The Ministry of Lands and Natural Resources Thursday tasked the Ghana National Association of Small-Scale Miners (GNASSM) to improve the Birim River to its natural turbidity level following its massive pollution by the activities of illegal small-scale miners.
Turbidity is the measure of relative clarity of a liquid.
In recent times, the river has suffered chemical pollution from “galamsey” activities, thereby reducing its turbidity level and destroying the aquatic life in it.
Therefore, the GNASSM has agreed to ensure the removal of all dredgers and change fans to stop all illegal mining activities ongoing within and around the river and restore it to its original state.

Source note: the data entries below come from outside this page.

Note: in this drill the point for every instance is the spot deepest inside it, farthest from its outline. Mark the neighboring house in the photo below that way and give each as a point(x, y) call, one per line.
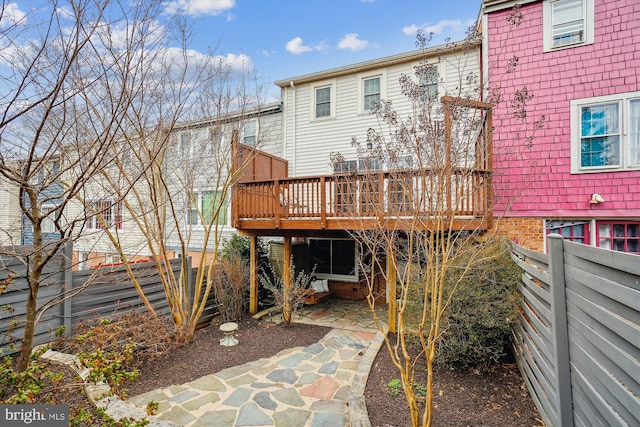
point(578, 173)
point(50, 192)
point(324, 186)
point(10, 216)
point(323, 111)
point(198, 166)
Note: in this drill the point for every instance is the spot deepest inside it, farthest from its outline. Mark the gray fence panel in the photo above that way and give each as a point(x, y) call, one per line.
point(600, 292)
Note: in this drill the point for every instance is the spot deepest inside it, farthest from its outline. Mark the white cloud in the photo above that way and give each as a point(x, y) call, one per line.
point(296, 47)
point(455, 25)
point(352, 42)
point(199, 7)
point(11, 15)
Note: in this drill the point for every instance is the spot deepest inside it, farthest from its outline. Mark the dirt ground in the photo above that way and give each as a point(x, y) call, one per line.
point(462, 397)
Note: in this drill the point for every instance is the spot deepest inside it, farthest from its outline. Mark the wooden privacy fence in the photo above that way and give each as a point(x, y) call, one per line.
point(107, 291)
point(578, 339)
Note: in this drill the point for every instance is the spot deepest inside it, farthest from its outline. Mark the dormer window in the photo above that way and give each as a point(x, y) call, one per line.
point(567, 23)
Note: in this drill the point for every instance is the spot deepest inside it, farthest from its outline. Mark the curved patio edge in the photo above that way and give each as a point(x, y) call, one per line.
point(358, 415)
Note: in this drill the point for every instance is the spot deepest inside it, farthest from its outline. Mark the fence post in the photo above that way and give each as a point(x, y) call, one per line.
point(67, 278)
point(560, 331)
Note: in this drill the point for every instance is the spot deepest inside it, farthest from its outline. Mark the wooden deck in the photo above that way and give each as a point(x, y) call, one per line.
point(267, 201)
point(399, 200)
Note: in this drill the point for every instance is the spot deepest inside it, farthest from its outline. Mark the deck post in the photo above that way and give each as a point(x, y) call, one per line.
point(391, 288)
point(286, 280)
point(253, 284)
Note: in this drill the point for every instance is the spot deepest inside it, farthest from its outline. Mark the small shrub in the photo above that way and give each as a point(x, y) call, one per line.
point(287, 300)
point(394, 386)
point(476, 330)
point(230, 285)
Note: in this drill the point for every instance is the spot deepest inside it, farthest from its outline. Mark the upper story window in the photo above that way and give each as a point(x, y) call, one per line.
point(185, 144)
point(250, 133)
point(575, 231)
point(372, 92)
point(605, 133)
point(616, 235)
point(567, 23)
point(623, 236)
point(323, 102)
point(428, 82)
point(203, 206)
point(103, 214)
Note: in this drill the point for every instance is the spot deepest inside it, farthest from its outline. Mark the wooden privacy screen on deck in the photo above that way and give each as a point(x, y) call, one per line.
point(265, 198)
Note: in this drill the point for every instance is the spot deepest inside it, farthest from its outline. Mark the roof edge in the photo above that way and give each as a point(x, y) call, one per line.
point(380, 62)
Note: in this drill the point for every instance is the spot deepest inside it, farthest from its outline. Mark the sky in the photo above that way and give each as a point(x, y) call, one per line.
point(288, 38)
point(279, 39)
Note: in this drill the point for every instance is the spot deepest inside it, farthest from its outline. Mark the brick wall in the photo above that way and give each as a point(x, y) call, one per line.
point(528, 232)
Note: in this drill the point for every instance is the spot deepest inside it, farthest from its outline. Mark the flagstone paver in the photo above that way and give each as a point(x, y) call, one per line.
point(299, 387)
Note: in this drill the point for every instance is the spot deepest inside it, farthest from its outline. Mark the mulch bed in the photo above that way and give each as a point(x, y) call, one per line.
point(463, 397)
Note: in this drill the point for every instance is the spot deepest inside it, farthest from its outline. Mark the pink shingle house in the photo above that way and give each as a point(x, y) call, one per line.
point(567, 119)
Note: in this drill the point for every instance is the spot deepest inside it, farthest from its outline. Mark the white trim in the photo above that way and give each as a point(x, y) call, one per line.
point(331, 84)
point(255, 135)
point(382, 75)
point(623, 100)
point(199, 210)
point(547, 43)
point(48, 225)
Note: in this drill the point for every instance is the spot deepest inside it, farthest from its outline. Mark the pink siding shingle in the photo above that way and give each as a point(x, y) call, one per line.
point(537, 176)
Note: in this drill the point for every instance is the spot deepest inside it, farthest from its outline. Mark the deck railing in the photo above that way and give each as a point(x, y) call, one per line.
point(382, 195)
point(332, 201)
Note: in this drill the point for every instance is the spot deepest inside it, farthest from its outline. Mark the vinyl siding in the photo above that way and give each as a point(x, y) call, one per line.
point(309, 142)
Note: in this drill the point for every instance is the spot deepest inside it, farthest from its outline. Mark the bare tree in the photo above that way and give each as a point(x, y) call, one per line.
point(436, 198)
point(180, 205)
point(73, 88)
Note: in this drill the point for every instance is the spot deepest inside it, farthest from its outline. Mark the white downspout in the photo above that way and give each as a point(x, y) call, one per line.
point(293, 130)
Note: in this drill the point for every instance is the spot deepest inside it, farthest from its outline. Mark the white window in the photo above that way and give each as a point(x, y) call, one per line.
point(185, 143)
point(567, 23)
point(605, 133)
point(204, 205)
point(250, 133)
point(103, 214)
point(48, 213)
point(616, 235)
point(334, 259)
point(214, 142)
point(428, 82)
point(83, 260)
point(372, 92)
point(323, 102)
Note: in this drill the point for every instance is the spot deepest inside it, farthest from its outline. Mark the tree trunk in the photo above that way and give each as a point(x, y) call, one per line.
point(30, 321)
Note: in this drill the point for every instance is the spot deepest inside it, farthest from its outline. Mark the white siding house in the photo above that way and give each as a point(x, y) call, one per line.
point(323, 111)
point(199, 169)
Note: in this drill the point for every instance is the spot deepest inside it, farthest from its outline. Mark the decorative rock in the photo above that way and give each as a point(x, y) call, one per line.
point(228, 329)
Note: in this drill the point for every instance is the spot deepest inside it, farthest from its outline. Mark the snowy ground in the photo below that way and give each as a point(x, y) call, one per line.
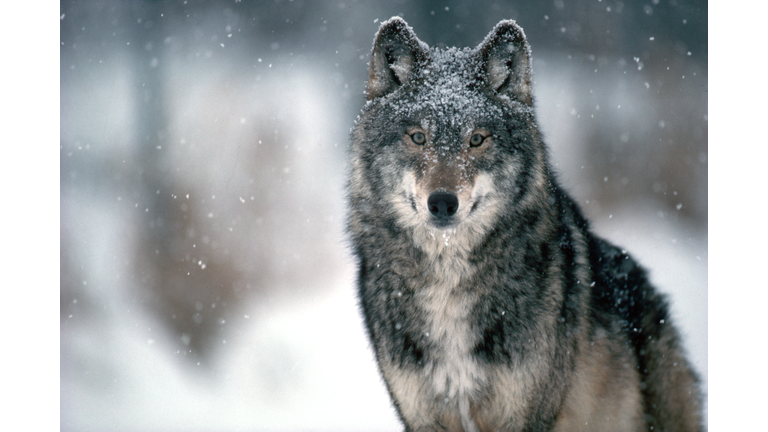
point(293, 362)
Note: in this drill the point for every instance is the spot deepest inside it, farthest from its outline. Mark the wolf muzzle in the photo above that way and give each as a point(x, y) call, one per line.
point(442, 206)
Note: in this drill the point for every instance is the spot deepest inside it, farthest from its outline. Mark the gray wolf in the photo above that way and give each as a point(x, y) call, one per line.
point(489, 303)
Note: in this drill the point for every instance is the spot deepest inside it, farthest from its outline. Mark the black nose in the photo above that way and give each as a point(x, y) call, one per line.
point(443, 204)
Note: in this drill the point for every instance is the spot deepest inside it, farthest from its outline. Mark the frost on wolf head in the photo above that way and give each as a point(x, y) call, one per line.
point(500, 64)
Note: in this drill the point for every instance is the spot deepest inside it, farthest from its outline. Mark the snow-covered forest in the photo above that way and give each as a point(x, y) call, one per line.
point(206, 282)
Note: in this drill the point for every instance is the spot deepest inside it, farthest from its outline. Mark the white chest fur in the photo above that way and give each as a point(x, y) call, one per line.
point(453, 371)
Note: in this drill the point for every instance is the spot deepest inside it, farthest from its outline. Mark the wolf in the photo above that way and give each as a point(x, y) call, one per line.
point(489, 303)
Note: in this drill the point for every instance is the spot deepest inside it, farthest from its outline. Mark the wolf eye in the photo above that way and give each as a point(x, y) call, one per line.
point(418, 138)
point(476, 139)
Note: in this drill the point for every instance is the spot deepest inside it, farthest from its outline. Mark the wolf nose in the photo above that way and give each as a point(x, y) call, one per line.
point(443, 204)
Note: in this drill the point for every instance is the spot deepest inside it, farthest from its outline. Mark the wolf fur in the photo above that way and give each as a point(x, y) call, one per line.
point(489, 303)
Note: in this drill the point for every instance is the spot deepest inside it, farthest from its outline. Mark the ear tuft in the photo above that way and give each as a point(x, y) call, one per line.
point(396, 55)
point(505, 62)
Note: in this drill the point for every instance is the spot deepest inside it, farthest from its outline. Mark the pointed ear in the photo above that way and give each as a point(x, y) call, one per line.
point(396, 55)
point(505, 62)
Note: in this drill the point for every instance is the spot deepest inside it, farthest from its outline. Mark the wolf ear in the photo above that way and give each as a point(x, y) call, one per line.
point(397, 52)
point(505, 62)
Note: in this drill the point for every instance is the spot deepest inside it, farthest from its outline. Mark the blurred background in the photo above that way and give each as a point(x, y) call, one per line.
point(206, 283)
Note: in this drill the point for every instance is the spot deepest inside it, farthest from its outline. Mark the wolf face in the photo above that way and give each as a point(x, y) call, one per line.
point(457, 145)
point(489, 303)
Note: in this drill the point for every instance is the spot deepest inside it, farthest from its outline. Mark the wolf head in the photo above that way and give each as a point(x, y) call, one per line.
point(446, 147)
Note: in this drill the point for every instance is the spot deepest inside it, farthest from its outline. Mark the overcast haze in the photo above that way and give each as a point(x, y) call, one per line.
point(206, 282)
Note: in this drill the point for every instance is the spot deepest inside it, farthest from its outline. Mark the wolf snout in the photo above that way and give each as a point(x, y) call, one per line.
point(443, 205)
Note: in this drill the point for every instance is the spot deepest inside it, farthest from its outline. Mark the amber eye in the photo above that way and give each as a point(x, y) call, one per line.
point(418, 138)
point(476, 139)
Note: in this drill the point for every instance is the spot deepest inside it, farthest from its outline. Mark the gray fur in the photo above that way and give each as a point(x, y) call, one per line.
point(489, 303)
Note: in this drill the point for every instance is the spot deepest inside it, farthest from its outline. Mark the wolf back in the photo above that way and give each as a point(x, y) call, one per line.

It has also declared its intentions to collaborate with the University of Mines and Technology (UMaT), Tarkwa, to take samples of the river for a laboratory test and ensure improved quality for human and animal consumption.
The Birim River is one of the main tributaries of the Pra River.
At a meeting, to “hand over” the Birim River to the GNASSM in Accra, Mr George Mireku Duker, a Deputy Minister of Lands and Natural Resources in charge of Mines, commended the Association for taking up the task to improve its turbidity and pledged the Ministry’s support to achieve the feat.
He said the Ministry, over the years, had good working relations with the GNASSM and would continue to deepen it for the benefit of the nation.
Mr Godwin Armah, the General Secretary, GNASSM, said the Association had collaborated with the government to fight illegal small-scale mining.
It had undertaken many operations across the country and helped to remove about 1,000 changfans and mining equipment from rivers in the quest to sanitise the mining industry.
He said it would collaborate with UMaT to take samples of the Birim River for laboratory tests to restore its quality.